Date Posted: 17th Dec 2009 at 11:32 AM
Hi All,
I've been doing a lot of work behind the scenes on the general coding of the site, and figuring out ways of improving the speed of day to day usage.
First off, how do we identify areas to speed? Well, I have a number of ways of doing that. Firstly, there is a script that I can run that tells me, realtime, which pages in general people are accessing, based on the session information. I get a report like this:
forumdisplay.php => 13
register.php => 14
wiki.php => 19
archive => 21
printthread.php => 25
showpost.php => 35
member.php => 57
index.php => 80
download.php (Type : Other download) => 87
download.php (Type 3: Mesh Recolour) => 88
download.php (Type 1: Maxis Recolour) => 116
showthread.php => 126
download.php (Type 2: New Mesh) => 154
download.php (Type 0: Other download) => 204
browse.php => 568
download.php total: => 656
Total: 1659
Here you can see the 2 main pages on the site are clear: download.php and browse.php. As you probably know, download.php is the pages that show you the individual downloads here on the site, and browse.php is the Download Browser that helps you find downloads.

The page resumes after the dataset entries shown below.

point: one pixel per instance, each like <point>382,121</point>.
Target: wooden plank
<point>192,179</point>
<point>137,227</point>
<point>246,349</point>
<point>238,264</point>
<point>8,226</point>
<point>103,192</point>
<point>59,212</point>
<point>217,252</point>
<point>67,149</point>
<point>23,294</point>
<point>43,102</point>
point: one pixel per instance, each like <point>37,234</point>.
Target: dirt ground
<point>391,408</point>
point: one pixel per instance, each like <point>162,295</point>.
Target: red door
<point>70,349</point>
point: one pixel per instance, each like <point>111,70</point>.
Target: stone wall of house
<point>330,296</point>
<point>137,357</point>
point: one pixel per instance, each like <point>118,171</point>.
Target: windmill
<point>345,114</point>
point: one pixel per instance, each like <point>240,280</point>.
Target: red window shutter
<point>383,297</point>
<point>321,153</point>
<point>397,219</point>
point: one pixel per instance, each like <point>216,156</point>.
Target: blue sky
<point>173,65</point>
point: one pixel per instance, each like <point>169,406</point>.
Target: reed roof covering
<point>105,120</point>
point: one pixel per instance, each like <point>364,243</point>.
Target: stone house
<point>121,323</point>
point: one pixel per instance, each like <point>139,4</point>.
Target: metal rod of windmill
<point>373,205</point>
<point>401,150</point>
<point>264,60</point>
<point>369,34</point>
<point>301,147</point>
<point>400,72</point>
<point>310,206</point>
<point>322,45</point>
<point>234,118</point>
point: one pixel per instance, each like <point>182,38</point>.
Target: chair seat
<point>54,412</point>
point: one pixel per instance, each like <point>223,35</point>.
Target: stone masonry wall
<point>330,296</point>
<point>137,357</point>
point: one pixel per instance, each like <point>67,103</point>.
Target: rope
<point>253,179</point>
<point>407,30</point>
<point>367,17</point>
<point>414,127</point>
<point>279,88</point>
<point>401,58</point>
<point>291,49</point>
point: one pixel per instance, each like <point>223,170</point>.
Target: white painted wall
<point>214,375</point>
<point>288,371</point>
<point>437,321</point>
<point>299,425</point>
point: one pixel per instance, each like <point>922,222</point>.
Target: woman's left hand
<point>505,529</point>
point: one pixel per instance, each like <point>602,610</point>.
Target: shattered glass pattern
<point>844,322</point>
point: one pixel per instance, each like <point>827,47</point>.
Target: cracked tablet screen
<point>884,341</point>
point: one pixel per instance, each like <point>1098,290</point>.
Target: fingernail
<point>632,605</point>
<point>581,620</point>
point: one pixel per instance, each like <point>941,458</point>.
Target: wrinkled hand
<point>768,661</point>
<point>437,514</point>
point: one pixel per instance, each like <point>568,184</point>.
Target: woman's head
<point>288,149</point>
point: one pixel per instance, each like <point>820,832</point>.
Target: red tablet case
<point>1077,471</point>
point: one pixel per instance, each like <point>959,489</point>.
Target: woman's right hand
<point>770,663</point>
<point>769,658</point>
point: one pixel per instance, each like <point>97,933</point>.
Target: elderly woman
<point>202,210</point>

So obviously I know that improving the speed and responsiveness of these 2 pages will nearly 2/3rds of people visiting and using the site.
What I have been working on lately is converting the debugging code I used to use into a combination Firebug/FirePHP system thats activated only for specific people. This allows me, when I browse the site, to see exactly what queries are being run, the memory usage, and so on.
Obviously to get to that point a lot of code has to be modified: the mysql layer has to be changed, and debugging code has to be placed inside the various scripts I am debugging. But the payoffs are worth it: granular debugging with SQL EXPLAINS, timings, and memory usage, for any page on the site.
Armed with this info I then basically do the following: Find a page on the site and reload it multiple times, comparing the information I see in debugging with whats on the page. This lets me see areas that I can optimise for information that doesn't change often.
So, for example, on the pages that show information about the download, we know that things like the EP icons, the meshes used, any recolours of the mesh, and other information like that doesn't actually change very often (unless the creator does it). So this is information we can easily cache.
What I then looked at is the information that gets taken from the database for every user on the site, for every page refresh - namely, that users information. Speeding up the session handling, and limiting the amount of information coming from the database means less queries, and less load on the database server. So I split off the language information to a seperate system, and merged it with the user information afterwards, rather than grabbing it all in one lump. I also cache the user information for 1 day or until it changes.
This is useful becuase the next optimisation is that of limiting how much user information and post information comes from the database. If we look at the example of a thread or download, we have 2 main things: The individual posts, and the users information about who made that post. In a lot of cases, when a user has made multiple posts to a thread (say, the creator comments on some feedback) we have multiple copies of the same information. In normal vBulletin installations, this information is retrieved for every post, even if it's the same as the last post by that user.
So, to speed this up I basically split the page up into 2 - grab the post details, and grab the user details. By grabbing the user details seperately we only get the details that are distinct on that page - 100 posts by the same user only results in 1 users information being retrieved, rather than the same information repeated 100 times. Obviously this is lighter on the database - especially when you use memcached to cache that users information across threads (think of a creator who posted multiple things).
All this results in a much faster and much less database intensive page load - for the average guest visiting a popular thread, we are only talking about 4 or 5 queries, at most.
For the browse pages, I added much more aggresive caching of the results you expect to get back from the database, but there is not nearly as much work done here are on the showthread pages - it's still an area of improvement.
Overall, using memcached and optimising how the information is used, and what gets pulled from the database is key to making the site faster. But how fast? Well, as an example, between December 2nd and December 3rd pageviews jumped from 555,998 to 1,140,027. Since then it's gone up to a minimum of 1.4 million, with max at 1.8. This kind of jump is pretty impressive, but it can be better.
At the end of the day though, a faster site is a better site, and I know there is more work to be done in this area. It is, however, an interesting one, and one that I don't expect many (if any) people reading this to understand. If you do, well, then at least I have
an audience, albeit small.